The data were analyzed using the statistical software IBM SPSS 19.0 for Windows (SPSS, Chicago, IL). Data normality was verified using the Shapiro-Wilk test. Continuous variables with normal distributions were presented as the mean ± standard deviation, and the nonnormally distributed data were presented as medians (P25, P75). The categorical variables were summarized as the number of cases and percentages (%). To compare the changes in the subjective and objective clinical parameters before and after 3 sessions of the IPL treatment, the paired-sample t-test and paired-sample nonparametric Wilcoxon test were used. A Chi-square test was conducted to compare the categorical data between effective IPL and ineffective IPL, and the continuous data were examined using an independent-samples t-test or Mann-Whitney U test. In the multivariable logistic regression model, variables with P < .05 in the univariate analysis were included to identify the independent influencing factors, and the Hosmer-Lemeshow test was used to evaluate the goodness of fit of the model.
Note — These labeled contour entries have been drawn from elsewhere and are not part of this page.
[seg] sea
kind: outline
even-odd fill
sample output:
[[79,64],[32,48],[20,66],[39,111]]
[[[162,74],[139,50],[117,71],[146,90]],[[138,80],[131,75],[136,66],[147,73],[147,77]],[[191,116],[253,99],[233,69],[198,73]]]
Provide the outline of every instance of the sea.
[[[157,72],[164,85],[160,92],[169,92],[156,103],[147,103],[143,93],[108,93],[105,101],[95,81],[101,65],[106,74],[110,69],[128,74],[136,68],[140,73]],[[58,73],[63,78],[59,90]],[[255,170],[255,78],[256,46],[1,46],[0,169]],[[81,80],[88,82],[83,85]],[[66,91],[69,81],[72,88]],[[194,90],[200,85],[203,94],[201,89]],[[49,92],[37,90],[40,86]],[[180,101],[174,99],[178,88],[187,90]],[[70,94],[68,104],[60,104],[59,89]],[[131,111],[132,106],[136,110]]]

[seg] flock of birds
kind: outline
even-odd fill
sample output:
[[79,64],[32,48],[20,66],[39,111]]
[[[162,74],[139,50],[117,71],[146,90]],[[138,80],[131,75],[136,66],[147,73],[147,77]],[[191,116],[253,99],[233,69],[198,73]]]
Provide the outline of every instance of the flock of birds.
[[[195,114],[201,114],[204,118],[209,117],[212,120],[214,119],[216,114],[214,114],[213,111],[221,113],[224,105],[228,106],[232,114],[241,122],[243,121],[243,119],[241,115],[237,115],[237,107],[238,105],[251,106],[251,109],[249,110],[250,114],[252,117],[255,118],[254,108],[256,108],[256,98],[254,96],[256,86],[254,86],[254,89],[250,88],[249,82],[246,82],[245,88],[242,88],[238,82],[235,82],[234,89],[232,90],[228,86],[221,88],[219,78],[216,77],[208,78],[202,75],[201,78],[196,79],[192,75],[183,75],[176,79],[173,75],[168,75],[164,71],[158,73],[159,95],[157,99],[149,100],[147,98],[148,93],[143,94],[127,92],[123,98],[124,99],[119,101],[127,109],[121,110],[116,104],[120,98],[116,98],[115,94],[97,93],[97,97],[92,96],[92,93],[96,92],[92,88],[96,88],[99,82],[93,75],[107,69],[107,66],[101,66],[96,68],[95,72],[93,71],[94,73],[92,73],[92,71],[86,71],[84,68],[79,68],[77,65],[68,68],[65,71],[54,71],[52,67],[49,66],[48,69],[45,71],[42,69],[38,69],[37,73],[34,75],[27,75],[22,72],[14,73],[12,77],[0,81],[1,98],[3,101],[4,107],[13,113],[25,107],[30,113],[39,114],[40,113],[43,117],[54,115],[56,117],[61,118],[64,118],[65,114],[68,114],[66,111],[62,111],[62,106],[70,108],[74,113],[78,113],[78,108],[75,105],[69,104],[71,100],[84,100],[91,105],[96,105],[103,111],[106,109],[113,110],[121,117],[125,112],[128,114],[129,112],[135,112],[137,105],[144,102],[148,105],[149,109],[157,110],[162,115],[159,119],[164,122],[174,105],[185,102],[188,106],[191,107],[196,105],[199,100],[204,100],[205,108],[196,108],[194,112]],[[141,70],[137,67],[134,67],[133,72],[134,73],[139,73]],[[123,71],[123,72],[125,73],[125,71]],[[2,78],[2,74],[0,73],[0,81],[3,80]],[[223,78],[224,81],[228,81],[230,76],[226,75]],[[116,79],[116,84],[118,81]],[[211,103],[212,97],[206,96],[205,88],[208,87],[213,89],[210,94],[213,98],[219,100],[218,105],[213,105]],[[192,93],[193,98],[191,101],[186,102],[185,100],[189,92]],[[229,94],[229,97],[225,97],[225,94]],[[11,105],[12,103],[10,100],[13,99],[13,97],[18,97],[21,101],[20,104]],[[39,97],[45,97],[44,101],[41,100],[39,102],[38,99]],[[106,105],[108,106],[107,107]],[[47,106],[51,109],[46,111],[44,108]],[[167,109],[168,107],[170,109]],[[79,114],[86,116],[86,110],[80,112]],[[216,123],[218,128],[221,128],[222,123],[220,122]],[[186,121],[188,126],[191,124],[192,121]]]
A P-value less than .05 (two-sided) was considered statistically significant.

3. Results

3.1. Baseline characteristics

Forty-eight eyes from 48 patients were investigated in this study, and their detailed characteristics are shown in Table 1.

Table 1.

Baseline characteristics.

Characteristics Number of patients (%)
Gender
 Male 14 (29.2)
 Female 34 (70.8)
Age (yr)
 18-39 24 (50.0)
 40 and above 24 (50.0)
Duration of MGD (mo)
 <3 24 (50.0)
 3-<6 14 (29.2)
 ≥6 10 (20.8)
Time of VDT usage (h/d)
 0-<4 16 (33.3)
 ≥4 32 (66.7)
Severity of MGD
 Mild 6 (12.5)
 Moderate 24 (50.0)
 Severe 18 (37.5)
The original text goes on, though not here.